Imaginative Feats… defeated and rediscovered

Here are four diagrams:

The first, a drawing of the gallery before the walls were demolished and six 10′ wide “floating” sections installed; the second, a drawing on a “napkin” from May of ’09; the third, a diagram created in September for the catalog, the fourth, an approximate rendering of the actual installation from a few days ago.

And so did we learn an elementary lesson—again—that every first-year architect must know: moving through a space is not the same as enjoying a two-dimensional drawing of that space.  So many changes: the movable walls of Cantor Fitzgerald presented possibilities that we could only “feel” once we started moving them around.  Guarded allowed us to set back one of these walls, and it became a screen; right proportions, 4:3, and a nice spill over the edges.  This formal stuff—interruptions, gaps in the walls, screens—these “edit” Guarded, breaking up the clockwise flow of the images.
Note that in our napkin drawing, the movable walls, all but the middle on are pushed to the sides.  They disappear in the published version, but come back in the actual diagram, because crucial to the space.  Note too that consistent across these diagrams is the spill of Guarded into the small foyer.  We saw that during our first walk-through.  But too note that we got the direction of rotation wrong in the second diagram—something we should know well enough by now.

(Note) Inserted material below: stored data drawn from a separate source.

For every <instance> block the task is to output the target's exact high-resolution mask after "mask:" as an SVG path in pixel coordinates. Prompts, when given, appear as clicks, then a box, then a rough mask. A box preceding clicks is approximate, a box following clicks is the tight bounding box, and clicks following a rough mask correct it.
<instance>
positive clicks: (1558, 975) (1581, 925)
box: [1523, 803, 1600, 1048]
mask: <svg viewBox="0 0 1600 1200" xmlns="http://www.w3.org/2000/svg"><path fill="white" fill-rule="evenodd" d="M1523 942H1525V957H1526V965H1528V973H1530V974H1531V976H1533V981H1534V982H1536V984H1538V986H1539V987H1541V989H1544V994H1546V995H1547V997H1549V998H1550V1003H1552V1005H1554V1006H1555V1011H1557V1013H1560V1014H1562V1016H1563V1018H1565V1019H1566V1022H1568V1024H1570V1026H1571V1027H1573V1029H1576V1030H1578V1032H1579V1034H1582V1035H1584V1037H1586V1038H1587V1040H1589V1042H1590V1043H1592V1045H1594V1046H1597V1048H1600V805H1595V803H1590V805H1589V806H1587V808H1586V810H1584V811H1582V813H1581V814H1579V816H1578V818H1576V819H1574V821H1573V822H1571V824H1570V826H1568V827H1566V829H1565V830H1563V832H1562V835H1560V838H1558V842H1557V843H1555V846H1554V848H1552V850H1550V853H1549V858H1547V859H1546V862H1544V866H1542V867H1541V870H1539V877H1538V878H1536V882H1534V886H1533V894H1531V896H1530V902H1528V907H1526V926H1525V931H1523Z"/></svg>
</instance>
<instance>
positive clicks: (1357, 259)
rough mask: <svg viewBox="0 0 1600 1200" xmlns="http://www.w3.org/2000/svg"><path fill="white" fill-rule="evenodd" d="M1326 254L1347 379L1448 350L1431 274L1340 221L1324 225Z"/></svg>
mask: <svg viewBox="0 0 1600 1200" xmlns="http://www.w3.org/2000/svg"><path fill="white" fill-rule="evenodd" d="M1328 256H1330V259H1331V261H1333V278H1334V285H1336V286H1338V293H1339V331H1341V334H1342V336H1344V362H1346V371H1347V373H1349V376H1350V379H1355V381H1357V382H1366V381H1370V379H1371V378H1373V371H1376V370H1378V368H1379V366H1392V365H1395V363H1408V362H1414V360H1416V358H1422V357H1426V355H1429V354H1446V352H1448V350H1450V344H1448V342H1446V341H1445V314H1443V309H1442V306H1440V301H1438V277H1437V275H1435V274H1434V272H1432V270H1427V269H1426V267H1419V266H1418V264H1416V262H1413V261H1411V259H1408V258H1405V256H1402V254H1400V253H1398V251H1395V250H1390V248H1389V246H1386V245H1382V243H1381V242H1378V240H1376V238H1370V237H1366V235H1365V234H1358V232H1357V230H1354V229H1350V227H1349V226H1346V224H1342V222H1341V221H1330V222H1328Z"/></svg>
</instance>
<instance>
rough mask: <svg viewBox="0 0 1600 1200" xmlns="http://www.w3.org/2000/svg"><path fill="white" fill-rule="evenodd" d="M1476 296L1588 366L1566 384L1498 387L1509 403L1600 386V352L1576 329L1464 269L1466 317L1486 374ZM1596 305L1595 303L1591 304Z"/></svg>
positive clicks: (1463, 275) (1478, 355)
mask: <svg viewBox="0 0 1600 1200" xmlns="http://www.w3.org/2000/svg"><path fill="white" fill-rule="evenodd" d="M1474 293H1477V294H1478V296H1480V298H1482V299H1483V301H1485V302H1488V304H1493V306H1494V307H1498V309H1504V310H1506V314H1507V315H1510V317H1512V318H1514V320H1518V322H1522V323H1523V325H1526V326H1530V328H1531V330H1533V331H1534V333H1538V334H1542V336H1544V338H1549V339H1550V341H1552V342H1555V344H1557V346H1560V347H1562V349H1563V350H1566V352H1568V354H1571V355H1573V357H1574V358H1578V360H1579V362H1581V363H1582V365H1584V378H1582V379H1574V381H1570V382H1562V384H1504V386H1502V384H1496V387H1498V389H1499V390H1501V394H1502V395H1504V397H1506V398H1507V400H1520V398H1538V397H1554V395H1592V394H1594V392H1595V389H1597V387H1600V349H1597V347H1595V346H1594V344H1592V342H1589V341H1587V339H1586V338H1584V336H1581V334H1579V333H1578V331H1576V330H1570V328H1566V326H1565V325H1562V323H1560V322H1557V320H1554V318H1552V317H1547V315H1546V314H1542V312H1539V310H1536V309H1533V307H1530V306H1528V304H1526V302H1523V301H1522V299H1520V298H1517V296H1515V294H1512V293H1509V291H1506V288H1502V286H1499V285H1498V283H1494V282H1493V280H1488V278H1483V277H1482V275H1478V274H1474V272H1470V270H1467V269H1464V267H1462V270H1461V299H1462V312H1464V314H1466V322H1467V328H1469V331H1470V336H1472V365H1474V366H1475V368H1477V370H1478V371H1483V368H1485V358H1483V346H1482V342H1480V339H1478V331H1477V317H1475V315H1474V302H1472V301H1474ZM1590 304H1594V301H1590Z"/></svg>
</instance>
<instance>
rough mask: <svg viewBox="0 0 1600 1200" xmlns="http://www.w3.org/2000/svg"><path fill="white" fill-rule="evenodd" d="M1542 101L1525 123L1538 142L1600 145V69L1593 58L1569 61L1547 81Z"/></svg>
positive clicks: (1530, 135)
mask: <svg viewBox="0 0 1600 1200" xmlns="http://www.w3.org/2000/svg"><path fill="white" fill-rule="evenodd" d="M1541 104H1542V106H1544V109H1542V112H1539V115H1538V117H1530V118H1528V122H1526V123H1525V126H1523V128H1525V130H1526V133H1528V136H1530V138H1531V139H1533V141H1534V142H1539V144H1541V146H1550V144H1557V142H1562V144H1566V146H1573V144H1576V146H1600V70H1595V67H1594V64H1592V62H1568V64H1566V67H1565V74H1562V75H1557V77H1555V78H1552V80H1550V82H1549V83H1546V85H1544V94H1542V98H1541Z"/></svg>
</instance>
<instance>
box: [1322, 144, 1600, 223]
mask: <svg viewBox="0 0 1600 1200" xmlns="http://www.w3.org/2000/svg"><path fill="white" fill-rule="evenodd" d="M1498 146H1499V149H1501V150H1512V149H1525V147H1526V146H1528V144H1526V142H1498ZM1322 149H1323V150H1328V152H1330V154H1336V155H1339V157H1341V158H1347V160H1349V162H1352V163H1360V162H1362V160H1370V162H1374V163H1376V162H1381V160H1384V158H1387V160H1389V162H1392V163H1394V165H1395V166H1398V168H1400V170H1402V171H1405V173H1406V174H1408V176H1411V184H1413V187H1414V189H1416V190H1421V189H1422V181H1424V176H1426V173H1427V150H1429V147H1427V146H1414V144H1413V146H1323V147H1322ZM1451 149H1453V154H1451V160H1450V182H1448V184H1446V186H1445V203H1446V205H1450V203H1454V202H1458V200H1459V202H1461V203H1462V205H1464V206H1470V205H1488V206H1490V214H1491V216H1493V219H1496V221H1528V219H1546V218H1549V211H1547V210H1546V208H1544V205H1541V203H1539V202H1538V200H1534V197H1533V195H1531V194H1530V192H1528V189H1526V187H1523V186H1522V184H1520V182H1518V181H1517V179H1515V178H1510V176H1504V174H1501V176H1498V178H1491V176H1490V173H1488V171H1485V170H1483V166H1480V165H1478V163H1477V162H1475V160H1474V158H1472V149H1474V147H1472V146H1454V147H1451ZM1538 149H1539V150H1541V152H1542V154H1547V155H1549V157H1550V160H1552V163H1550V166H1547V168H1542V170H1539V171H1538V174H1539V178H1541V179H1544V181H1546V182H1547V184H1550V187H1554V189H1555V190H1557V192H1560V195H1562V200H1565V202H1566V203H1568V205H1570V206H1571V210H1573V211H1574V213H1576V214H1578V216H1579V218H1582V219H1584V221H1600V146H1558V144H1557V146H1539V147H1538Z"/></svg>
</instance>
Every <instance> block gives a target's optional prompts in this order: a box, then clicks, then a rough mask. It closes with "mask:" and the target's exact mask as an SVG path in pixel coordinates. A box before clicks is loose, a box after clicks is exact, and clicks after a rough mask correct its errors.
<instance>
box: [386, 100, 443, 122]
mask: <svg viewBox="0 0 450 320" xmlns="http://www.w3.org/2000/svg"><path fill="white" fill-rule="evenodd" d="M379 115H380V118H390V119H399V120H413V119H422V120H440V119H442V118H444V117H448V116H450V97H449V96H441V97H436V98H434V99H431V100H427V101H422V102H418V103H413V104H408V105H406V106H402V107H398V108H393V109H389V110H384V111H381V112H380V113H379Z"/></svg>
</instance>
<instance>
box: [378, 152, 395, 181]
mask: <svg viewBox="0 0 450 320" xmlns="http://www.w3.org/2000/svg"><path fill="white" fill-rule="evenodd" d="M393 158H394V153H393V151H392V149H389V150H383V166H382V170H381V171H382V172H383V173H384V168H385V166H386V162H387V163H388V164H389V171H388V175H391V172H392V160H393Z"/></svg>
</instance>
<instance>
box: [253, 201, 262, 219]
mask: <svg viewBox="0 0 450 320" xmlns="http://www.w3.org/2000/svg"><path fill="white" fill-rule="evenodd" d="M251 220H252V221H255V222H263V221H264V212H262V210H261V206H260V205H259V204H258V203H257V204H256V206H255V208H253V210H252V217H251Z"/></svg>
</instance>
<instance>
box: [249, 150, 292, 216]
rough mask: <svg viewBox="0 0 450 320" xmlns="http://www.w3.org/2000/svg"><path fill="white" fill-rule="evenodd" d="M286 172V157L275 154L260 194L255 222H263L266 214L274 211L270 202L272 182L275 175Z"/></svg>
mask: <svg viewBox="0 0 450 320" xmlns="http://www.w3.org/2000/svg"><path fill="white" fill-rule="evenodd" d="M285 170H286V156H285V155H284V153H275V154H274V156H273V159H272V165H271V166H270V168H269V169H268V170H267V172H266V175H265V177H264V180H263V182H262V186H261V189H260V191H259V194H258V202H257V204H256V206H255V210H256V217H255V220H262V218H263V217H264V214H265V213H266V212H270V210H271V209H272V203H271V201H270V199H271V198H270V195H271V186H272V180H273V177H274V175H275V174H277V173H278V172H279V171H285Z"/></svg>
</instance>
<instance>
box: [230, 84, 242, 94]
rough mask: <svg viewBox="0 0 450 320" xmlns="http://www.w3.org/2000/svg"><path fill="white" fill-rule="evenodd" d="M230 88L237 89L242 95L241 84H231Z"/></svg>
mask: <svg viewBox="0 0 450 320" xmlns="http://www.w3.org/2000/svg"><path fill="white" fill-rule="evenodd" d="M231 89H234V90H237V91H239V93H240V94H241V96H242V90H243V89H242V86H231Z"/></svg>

And Flat Land needed more space, more throw for the projectors and more room around the screen so that its flatness could be felt, navigated, discovered.  And could use even more.
All the torque of the earlier drawing and diagram doesn’t work so well in the space itself; but offsetting  the back wall just a bit achieves the disorientation even more effectively.  The lesson?  Scale drawings.  But more importantly, scale models.  But working it out on-the-spot, though not ideal, can be an adventure.  This time we got it right.  On the spot.  Mostly.